New research discovers many lesbian, gay and bisexual individuals who are bullied at school will have similar experiences in the workplace later in life.
UK investigators found that 35.2 percent of gay/bisexual men who had experienced frequent school-age bullying experience frequent workplace bullying. Among lesbian women, the figure was 29 percent.
Researchers from Anglia Ruskin University approached 400 LGB individuals retrospectively about their experience at school, and also asked them about bullying at their current workplace.
Their findings appear in the Manchester School Journal.
When describing their experiences at school, 73 percent of gay men said they were either constantly, frequently or sometimes bullied. Only 9.9 percent said they were never bullied.
Among lesbian women, 59 percent experienced constant, frequent, or occasional bullying. The mean age of participants was 37, meaning their school years would have been approximately between 1985 and 1997.
Investigators also examined job satisfaction. Most gay men said they were “dissatisfied” with their job (56 percent). Similarly, 47 percent of Lesbian women reported similar concerns.
According to Dr. Nick Drydakis, the principal investigator, “This study suggests that bullying may be a chronic problem for LGB individuals, which continues from school to the workplace.
“This could be for a number of reasons — school-age bullying could be more likely to lead to low self-esteem, a difficulty in forming trusting relationships, or a greater risk of poor mental health.”
Factors like these may make it more likely they will experience bullying in the workplace later in life, he said.
“Post school-age bullying victims might exhibit characteristics of vulnerability, such as sub-assertive behaviors, which make them attractive targets for unfavorable treatments and evaluations from colleagues and employers in the workplace.
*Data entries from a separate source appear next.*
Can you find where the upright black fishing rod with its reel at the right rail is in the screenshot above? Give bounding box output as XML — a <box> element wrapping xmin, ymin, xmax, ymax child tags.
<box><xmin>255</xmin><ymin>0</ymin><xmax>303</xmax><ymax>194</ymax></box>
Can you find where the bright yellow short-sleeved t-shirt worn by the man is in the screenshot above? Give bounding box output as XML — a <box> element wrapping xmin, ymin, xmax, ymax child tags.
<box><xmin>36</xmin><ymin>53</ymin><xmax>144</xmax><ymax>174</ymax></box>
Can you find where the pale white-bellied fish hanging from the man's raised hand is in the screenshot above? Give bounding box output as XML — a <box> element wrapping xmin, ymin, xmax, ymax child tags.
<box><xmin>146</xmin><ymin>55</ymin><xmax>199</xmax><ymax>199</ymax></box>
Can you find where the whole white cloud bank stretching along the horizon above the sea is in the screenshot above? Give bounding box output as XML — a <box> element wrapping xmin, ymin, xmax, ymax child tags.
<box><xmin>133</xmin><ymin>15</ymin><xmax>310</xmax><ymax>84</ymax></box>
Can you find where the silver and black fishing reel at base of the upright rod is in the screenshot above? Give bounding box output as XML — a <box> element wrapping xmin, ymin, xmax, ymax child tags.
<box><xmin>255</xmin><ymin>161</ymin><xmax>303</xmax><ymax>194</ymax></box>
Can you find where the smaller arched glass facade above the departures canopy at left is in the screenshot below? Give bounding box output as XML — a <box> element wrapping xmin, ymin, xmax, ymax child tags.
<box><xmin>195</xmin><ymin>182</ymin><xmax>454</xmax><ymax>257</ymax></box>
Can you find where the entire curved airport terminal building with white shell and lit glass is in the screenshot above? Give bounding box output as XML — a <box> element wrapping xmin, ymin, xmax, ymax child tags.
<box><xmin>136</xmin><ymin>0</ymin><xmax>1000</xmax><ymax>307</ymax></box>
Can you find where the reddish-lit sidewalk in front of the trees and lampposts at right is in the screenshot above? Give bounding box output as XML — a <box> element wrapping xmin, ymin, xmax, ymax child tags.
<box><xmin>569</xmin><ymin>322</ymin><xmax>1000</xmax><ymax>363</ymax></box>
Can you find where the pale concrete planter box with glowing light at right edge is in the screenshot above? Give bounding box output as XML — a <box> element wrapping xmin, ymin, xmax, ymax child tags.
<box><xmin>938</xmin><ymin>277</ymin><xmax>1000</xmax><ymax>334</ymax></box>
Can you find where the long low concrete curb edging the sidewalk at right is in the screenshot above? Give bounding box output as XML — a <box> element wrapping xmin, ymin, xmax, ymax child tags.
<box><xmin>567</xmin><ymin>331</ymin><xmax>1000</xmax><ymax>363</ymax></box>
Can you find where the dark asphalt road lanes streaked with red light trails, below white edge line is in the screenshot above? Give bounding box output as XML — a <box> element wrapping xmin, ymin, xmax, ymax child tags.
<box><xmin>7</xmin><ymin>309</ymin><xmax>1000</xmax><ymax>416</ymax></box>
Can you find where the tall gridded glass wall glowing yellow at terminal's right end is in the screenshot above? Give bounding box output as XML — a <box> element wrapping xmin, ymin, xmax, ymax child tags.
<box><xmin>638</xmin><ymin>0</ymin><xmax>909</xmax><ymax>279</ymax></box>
“In turn, individuals, firms and society as a whole face long-lasting negative effects which appear to begin in the playground.
“There is also a negative association between bullying of LGB individuals, and job satisfaction. Interestingly, we found that the existence of a workplace group for LGB individuals appeared to result in better job satisfaction, perhaps a lesson for employers wanting a more satisfied and motivated workforce.”
The study’s patterns are in line with a 2018 UK Government Equalities Office survey finding that at least 40 percent of LGBT respondents had experienced verbal harassment or physical violence between 2016 and 2017.